Настя, было, дернулась пониже натянуть футболку — почти машинально — но ткань и так уже, похоже, выдала свой максимум, тут же угрожающе затрещав в районе плеча.
— Распределили ночные дежурства, — сообщил тем временем Костя, присаживаясь на землю рядом с подругами. — Мы с тобой, Марин, в первую смену заступаем.
— Мы с тобой? — не сразу поняла брюнетка. — Что, оба-двое?
— Ну, да. Я не сказал? Мы решили, что одного часового сегодня недостаточно. Лес, водопад шумит, к тому же вымотались все… Лучше подстраховаться.
— Ясно, — кивнула Марина.
— А я когда? — спросила юношу Настя. — И с кем в паре?
— С Тимом. Ваша очередь третья, после Криса с Джулией.
— Тимур там вообще как, в норме? — понизив голос, хотя услышать ее через костер кавказец при всем желании бы не смог, поинтересовалась Настя.
— Ну… — неопределенно протянул Костя. — Все относительно…

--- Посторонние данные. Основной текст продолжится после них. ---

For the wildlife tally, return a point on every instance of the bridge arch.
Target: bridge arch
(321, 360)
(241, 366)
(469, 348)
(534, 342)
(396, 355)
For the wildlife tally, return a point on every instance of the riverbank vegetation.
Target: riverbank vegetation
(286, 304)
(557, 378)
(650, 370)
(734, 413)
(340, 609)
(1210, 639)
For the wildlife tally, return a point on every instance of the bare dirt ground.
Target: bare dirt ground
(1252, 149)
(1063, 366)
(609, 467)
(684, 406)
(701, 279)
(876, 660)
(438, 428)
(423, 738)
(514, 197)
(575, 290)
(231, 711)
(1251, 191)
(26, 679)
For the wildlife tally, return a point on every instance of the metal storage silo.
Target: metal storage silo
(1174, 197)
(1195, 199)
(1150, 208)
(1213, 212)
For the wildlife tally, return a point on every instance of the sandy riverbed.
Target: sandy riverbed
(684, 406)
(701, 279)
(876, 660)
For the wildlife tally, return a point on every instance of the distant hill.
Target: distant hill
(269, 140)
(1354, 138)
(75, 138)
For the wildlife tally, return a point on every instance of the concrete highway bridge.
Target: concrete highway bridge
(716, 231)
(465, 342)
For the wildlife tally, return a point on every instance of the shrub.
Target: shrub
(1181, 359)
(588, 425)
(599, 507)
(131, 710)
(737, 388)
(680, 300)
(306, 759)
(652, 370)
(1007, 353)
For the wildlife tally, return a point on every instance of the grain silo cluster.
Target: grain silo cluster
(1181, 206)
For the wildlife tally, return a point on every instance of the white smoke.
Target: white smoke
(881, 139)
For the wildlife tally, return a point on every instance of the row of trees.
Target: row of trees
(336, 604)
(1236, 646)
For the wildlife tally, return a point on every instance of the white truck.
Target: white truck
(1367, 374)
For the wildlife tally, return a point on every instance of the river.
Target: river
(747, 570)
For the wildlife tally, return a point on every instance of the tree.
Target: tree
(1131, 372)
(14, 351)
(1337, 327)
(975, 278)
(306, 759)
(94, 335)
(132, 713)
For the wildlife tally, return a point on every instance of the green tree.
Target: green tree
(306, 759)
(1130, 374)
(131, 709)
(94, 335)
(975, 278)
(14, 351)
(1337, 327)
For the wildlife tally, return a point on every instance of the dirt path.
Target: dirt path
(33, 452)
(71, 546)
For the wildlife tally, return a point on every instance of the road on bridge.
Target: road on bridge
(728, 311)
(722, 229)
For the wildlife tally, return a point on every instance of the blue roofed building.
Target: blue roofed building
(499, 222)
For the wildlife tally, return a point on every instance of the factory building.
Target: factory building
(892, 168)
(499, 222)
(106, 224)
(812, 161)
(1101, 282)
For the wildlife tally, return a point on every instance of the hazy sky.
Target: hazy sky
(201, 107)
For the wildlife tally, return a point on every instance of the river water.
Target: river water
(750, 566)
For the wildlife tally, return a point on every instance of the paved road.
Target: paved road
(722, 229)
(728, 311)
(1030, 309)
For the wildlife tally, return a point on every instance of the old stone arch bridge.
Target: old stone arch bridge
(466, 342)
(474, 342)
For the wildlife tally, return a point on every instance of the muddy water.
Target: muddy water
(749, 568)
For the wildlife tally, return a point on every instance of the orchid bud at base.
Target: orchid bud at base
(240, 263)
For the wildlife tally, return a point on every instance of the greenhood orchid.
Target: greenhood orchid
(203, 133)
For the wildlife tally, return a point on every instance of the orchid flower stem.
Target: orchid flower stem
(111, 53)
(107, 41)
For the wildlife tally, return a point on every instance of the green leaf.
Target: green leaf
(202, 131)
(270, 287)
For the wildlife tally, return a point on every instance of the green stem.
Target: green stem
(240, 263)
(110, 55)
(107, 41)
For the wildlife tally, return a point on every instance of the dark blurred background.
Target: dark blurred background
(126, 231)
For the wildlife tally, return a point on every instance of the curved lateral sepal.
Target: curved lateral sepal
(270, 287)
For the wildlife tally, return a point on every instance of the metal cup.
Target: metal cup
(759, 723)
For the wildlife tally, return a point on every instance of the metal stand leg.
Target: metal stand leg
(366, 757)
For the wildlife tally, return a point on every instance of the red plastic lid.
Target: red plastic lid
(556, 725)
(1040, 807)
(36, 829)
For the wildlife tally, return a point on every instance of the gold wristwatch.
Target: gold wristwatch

— Такое любого из колеи выбьет, — почему-то решила заступиться за Тимура Марина. — Оля ему была как сестра…
— Знаем мы таких сестер! — вырвалось у Насти прежде, чем она успела прикусить свой длинный язык. Девушка почувствовала, как краска заливает ей лицо — нельзя было так говорить! Не сегодня.
— Нет, правда! Они с детства дружат, чуть ли не в детском саду на соседних горшках сидели. Потом одиннадцать лет в школе вместе учились… Это Тимур ее уговорил в президентскую программу заявление подать — ну, эту, нашу, молодых талантов, будь она неладна. Она мне сама рассказывала… А так у Оли в Краснодаре парень остался.
— А у Тимура? — быстро спросила Настя, краснея пуще прежнего — уже по новому поводу.
— Что — у Тимура?
— У Тимура… есть девушка?
— Кхм… — поперхнулся рядом Костя. — До сей минуты я считал, что есть, — заявил он, опередив с ответом Марину. — И что это ты, Настюх.
— Что? — теперь на ее щеках, наверное, можно было запечь пару бананов. — Это он сам тебе сказал?
— Нет, но мне так казалось. А что, неправда?
— Ладно, проехали, — отрезала Настя. — Во сколько ты, говоришь, мое дежурство? — сочла она за благо поскорее сменить тему.
— Твое — с четырех утра. А наше, кстати, с десяти начнется, — повернулся он к Марине.